Securing RAG pipelines: the threat model nobody draws
RAG turns every document in your knowledge base into a potential instruction set for your agent. Most teams don't draw the threat model that follows from that. Here's the one I use.
Retrieval-Augmented Generation is the dominant architecture pattern for production LLM applications right now. It's also the one with the messiest threat model, because RAG fundamentally turns every document in your knowledge base into a potential instruction set for whatever LLM is doing the answering. Most teams I review have not drawn that threat model out, and the ones who have have usually drawn the wrong one.
The threat model I use for RAG has four layers, and you should think about controls at each one. The first is the ingestion layer: who can put a document into the index, and what verification happens before they can. If anyone with a sales-team account can upload a PDF that becomes part of the corpus that answers customer queries, you have an ingestion problem. The second is the storage layer: are tenant boundaries actually enforced at retrieval time, or are you relying on the LLM to honor instructions about whose data it can return? The third is the retrieval layer: are documents from one tenant ever scored against queries from another? The fourth is the generation layer: what does the LLM do with retrieved content, and what is it allowed to do as a result of reading it?
The most common failure I see is at layer four. The application retrieves a document, passes it to the LLM as context, and the LLM treats the document content as instructions.

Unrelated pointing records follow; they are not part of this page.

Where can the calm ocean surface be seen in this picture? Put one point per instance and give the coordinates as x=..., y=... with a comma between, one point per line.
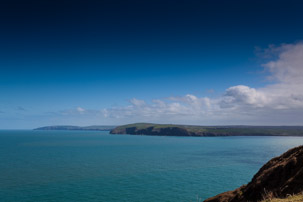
x=95, y=166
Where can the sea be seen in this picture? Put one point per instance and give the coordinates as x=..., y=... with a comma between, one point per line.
x=89, y=166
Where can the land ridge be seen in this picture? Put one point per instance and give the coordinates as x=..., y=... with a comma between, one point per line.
x=210, y=131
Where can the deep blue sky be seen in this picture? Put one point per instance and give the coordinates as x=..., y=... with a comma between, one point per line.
x=59, y=55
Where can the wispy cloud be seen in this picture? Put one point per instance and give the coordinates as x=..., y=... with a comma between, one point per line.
x=19, y=108
x=278, y=103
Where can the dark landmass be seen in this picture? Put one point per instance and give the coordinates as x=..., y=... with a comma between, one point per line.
x=280, y=177
x=190, y=130
x=92, y=128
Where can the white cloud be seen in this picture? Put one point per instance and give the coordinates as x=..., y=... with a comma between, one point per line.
x=276, y=104
x=80, y=109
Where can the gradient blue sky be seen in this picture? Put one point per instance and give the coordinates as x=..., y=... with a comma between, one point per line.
x=73, y=62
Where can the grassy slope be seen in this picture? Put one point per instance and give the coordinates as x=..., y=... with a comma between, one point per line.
x=228, y=130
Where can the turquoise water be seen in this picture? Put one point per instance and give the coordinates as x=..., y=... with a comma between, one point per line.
x=95, y=166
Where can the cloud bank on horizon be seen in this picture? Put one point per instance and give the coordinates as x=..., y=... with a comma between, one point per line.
x=278, y=103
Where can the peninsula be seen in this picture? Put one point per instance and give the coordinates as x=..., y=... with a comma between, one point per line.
x=191, y=130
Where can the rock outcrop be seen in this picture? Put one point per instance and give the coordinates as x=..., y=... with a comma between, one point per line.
x=279, y=177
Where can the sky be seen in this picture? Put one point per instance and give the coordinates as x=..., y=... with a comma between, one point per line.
x=110, y=62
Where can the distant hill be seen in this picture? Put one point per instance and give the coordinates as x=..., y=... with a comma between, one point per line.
x=190, y=130
x=92, y=128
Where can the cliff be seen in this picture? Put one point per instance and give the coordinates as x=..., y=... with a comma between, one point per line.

Indirect prompt injection through corpus poisoning is the dominant exploit path I find in RAG systems, and it's usually achievable by anyone with write access to the corpus — which, in a sales-engineering or knowledge-base context, can be hundreds of people. The fix is the same as it is for direct prompt injection: structurally prevent retrieved content from influencing the agent's plan, by only allowing it to influence the answer.
Layer two — tenant isolation — is where I find the second-most-common class of bugs. A surprising number of multi-tenant RAG systems use a single shared vector index with a tenant filter applied at query time. That filter is exactly as reliable as the application code that applies it, which is to say, not reliable at all under adversarial conditions. The right answer for any system handling customer or regulated data is per-tenant indexes (or per-tenant namespaces in a system that supports them), with the isolation enforced at the storage layer, not at the application layer.
If you're building RAG and you can't answer four questions — who can write to the corpus, how is tenant isolation enforced, can retrieved content modify the agent's plan, what is the agent permitted to do as a result of reading any document — your threat model has gaps. Draw the picture. Stress-test it adversarially. The interesting failures are not at the model layer.